GC.gc() doesn’t help.

p.s. during parsing ram is using even more, =))

what are the data types? If it’s a file full of numbers but it decides its columns of Any, then you would expect maybe 64 bits for pointers and 64 bits for floats = twice the ram necessary if it were able to figure out the types for example.

much of columns is int64.

Oh, I understand. csv has a char, int64 is twice large.!!!

I’m 98% sure this is not the case. @quinnj has put in a lot of work to make CSV.jl as fast as possible, and I’m quite certain that stuff is getting parsed on the fly. Whether there’s another explanation for the memory use, I don’t know.

There’s something strange here. Generating a medium-sized dataframe,

julia> a = rand(10^7);

julia> Base.summarysize(a)
80000040

julia> df = DataFrame(a = a);

julia> Base.summarysize(df)
80000624

julia> CSV.write("test.csv", df)
"test.csv"

…then reading it back,

julia> df2 = CSV.read("test.csv")
10000000×1 DataFrame
│ Row      │ a          │
│          │ Float64    │
├──────────┼────────────┤
│ 1        │ 0.150381   │
│ 2        │ 0.159632   │
│ 3        │ 0.869726   │
 ...

julia> Base.summarysize(df2.a)
281297536

Why does the dataframe’s memory footprint inflate by 3.5x between being written and read from disk?

1 Like

CSVFiles helps me to load data. Unfortunately, CSV can’t help me.

This is an interesting observation and may merit a topic on its own (unless the OP’s problem is similar and willing to use this as a MWE in his original post).

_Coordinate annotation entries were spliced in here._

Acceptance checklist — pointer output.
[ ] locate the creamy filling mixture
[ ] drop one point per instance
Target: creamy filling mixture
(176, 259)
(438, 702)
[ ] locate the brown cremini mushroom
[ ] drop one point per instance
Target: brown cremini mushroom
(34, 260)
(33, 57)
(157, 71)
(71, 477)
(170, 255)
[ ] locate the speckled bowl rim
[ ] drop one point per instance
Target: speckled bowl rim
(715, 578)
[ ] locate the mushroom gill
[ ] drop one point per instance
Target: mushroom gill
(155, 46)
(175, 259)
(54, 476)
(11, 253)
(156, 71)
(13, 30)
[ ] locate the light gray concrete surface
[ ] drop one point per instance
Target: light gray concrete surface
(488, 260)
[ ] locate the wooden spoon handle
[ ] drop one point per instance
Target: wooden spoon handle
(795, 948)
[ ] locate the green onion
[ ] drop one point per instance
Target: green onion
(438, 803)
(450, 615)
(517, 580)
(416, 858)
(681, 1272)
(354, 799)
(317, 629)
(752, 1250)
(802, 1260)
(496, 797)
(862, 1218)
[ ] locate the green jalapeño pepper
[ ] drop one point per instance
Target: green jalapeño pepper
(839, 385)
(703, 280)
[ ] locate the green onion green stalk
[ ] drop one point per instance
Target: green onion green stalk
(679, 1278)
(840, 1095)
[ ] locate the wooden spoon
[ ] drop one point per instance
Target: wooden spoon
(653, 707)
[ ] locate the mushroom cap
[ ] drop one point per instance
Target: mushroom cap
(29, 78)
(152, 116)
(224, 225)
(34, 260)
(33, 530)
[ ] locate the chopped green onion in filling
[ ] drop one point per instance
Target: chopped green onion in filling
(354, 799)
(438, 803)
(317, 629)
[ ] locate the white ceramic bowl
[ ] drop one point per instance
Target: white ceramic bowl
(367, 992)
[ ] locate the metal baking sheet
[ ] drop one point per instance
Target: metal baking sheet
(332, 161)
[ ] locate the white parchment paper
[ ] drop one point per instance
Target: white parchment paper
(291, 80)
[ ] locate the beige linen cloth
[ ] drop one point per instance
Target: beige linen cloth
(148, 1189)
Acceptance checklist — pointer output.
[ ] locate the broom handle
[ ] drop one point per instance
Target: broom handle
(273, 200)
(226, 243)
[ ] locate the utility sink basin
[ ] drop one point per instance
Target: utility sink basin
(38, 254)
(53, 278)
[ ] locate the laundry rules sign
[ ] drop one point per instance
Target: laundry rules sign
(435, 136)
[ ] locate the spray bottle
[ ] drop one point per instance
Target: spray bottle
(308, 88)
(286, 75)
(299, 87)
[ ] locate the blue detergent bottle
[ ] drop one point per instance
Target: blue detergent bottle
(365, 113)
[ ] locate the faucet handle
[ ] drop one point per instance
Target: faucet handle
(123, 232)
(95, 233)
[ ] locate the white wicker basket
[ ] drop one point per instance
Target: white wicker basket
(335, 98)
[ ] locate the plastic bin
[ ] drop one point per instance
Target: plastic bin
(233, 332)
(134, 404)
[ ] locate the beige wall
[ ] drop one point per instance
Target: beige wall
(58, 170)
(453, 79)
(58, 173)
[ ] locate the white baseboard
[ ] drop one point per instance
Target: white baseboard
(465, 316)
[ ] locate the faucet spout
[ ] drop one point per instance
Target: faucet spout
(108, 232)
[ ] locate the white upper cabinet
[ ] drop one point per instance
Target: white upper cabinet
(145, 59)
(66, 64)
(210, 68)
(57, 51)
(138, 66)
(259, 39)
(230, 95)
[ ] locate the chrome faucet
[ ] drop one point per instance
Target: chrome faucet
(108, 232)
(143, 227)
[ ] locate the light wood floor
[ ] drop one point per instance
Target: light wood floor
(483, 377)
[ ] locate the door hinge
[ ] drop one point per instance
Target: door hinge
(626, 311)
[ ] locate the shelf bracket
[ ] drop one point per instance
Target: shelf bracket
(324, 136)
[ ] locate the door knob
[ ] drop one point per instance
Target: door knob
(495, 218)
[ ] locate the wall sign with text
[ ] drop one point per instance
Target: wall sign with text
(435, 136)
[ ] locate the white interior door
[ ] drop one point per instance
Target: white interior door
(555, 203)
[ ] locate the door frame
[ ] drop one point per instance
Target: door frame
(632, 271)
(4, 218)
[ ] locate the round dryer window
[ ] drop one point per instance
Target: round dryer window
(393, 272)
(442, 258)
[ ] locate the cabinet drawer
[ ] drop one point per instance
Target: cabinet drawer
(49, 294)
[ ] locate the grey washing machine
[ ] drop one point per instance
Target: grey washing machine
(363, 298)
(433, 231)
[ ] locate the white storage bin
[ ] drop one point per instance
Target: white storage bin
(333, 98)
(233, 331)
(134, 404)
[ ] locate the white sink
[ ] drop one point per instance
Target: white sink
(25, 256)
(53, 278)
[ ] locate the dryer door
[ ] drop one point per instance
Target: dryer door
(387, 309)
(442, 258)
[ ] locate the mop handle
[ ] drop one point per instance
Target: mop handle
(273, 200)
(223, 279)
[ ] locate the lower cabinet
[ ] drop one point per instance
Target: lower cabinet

This problem doesn’t occur when you use CSV.File("test.csv") |> DataFrame.

So i guess this is technically fixed.

1 Like

You might wanna try to read the file in chunks using DataConvenience.jl

# read all column as String
for chunk in CsvChunkIterator(filepath)
  # df is a DataFrame where each column is String
  # do something to df
end

Could you give us more information for how CSV fails? Have you tried using CSV.File rather than CSV.read?

It’s a table with 2000 columns 0 and 1.
I didn’t try CSV.Files.
I always used CSV.read.

Right now I use CSVFiles.

Sorry for repeating the question.

But can you try this

instead of CSV.read("test.csv")?

If I recall correctly, @quinnj mentioned in a post that CSV.read is going to be deprecated soon and should not be used anymore.